In this case it looks like all we've done is remove a single hop, but when we apply this to our production AWS example, our architecture ends up exactly the same. On our diagram you just replace "My local laptop" with "AWS" and you're done.
This nets us all the benefits or Serve, with fewer components, fewer network hops, and fewer nodes to secure.
Application capabilities
If you're using Grants, you can also fetch a users application capabilities through tsnet as well! This lets you go beyond the question of just "who are you?" to "what permissions should this individual have?"
It is possible to fetch these through the tailscale whois
command, and the Local API in the client.
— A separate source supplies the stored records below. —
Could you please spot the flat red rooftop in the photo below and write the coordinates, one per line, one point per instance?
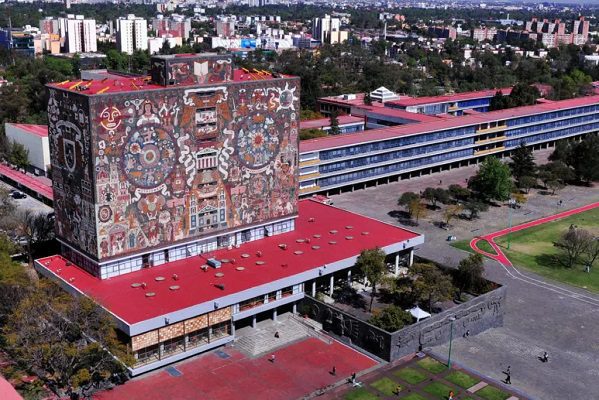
(323, 234)
(119, 84)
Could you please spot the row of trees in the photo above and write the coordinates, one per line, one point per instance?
(426, 284)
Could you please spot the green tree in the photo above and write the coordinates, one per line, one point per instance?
(391, 318)
(431, 284)
(523, 162)
(19, 155)
(492, 181)
(371, 264)
(469, 275)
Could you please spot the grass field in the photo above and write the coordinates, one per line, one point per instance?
(533, 249)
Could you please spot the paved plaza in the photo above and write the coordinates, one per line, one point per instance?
(227, 374)
(540, 315)
(422, 378)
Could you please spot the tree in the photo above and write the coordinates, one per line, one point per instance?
(585, 159)
(19, 155)
(451, 212)
(434, 195)
(572, 244)
(431, 284)
(334, 124)
(523, 163)
(371, 263)
(459, 193)
(527, 182)
(391, 318)
(469, 275)
(475, 207)
(492, 181)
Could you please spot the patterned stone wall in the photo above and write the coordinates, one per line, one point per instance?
(71, 151)
(153, 168)
(477, 315)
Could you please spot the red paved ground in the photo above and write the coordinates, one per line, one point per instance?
(500, 256)
(40, 185)
(299, 369)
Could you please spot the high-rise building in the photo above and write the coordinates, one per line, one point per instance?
(78, 34)
(131, 34)
(328, 30)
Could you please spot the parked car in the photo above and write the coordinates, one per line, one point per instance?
(18, 195)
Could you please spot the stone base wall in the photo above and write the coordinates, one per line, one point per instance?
(477, 315)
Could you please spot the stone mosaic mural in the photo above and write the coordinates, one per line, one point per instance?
(175, 163)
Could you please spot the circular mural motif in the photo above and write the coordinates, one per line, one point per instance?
(258, 141)
(104, 214)
(149, 157)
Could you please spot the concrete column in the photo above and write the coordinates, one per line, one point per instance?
(331, 284)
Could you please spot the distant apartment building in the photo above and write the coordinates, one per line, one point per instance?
(78, 34)
(328, 30)
(482, 34)
(131, 34)
(443, 32)
(225, 28)
(176, 25)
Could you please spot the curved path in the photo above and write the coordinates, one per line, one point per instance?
(500, 256)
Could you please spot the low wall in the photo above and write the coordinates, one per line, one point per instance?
(477, 315)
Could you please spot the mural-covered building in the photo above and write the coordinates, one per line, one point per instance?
(200, 157)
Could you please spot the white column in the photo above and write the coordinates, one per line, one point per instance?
(332, 281)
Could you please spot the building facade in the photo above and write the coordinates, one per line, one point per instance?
(131, 34)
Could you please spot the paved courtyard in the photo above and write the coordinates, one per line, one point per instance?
(299, 369)
(540, 315)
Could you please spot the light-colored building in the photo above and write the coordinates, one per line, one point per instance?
(79, 34)
(35, 139)
(131, 34)
(328, 30)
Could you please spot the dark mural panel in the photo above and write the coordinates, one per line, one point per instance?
(182, 163)
(72, 168)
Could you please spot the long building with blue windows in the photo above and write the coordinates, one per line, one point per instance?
(335, 163)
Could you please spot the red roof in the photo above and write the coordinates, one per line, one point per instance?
(440, 124)
(40, 185)
(39, 130)
(118, 84)
(415, 101)
(323, 122)
(197, 286)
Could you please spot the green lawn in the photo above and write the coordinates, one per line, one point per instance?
(461, 379)
(439, 390)
(360, 394)
(413, 396)
(533, 249)
(431, 365)
(491, 393)
(385, 385)
(410, 375)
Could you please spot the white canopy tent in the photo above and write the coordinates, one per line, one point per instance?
(418, 313)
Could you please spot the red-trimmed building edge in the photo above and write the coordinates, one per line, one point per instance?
(150, 304)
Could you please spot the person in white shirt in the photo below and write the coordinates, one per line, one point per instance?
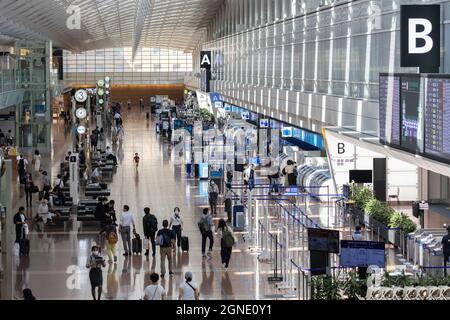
(189, 289)
(59, 182)
(126, 220)
(95, 176)
(176, 223)
(154, 291)
(44, 212)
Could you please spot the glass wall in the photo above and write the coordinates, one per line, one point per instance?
(338, 49)
(151, 65)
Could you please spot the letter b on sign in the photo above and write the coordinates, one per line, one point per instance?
(420, 37)
(205, 60)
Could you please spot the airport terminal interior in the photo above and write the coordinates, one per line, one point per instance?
(224, 150)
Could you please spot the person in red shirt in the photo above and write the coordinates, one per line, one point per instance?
(136, 160)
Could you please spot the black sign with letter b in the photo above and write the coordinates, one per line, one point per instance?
(420, 37)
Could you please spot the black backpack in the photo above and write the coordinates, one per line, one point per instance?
(152, 223)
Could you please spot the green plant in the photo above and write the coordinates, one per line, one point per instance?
(325, 288)
(378, 210)
(402, 221)
(360, 195)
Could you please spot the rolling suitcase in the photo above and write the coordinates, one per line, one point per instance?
(184, 243)
(136, 245)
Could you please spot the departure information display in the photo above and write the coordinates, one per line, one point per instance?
(389, 109)
(437, 118)
(411, 106)
(414, 114)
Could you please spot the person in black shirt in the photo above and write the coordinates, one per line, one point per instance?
(150, 224)
(166, 241)
(446, 249)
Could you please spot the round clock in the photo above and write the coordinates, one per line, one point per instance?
(81, 129)
(81, 113)
(81, 95)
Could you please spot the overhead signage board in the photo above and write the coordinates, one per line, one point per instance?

But neither are as easy as a function call into tsnet, and they require your application to be aware of the tailscale client attached to the node.
So, is this the promised land and what we should be using for all our internal business applications? Unfortunately not, or at least not yet. There are two issues with this:
- This only works with Go, which is a shame.
- If your service needs to scale beyond 1 node, you'll need the tailnet connection to be at or before the load balancer anyway. That said, this may be less of a problem if you're using the Kubernetes operator.
libtailscale for additional language support
libtailscale solves the language issue for building native tailscale applications. It does this by providing a C archive of the tailscale library. This allows anyone to write bindings to pull in native tailnet functionality to their service.
The project is still very much in an alpha state right now. There are already bindings in the repo for Python, Ruby, and Swift. Community members have also been building their own bindings and packages for other languages too - such as Elixir.
This is a really exciting project, but my understanding is this is more of a side project for them right now. It's very much usable, but would be great to see it supported a little more in the future.
For scaling, we're never going to get away from needing some kind of load balancer, but we are seeing more load balancers and reverse proxies getting tailscale support. Projects like the Caddy plugin are very active, and even older ones like Tailscale's nginx-auth are straight forward to setup. Hopefully we're only at the beginning of this journey and we'll start to see more options emerge soon.
Summary
Auth and access to internal tools is mostly a solved problem with tailscale. It's for sure a lot easier than integrating a SAML provider!
Serve is a very easy way to get up and running, and if you're likely to need horizontal scaling it may be your best option.
For those of you using Go, tsnet is an excellent choice and comes with some added extras.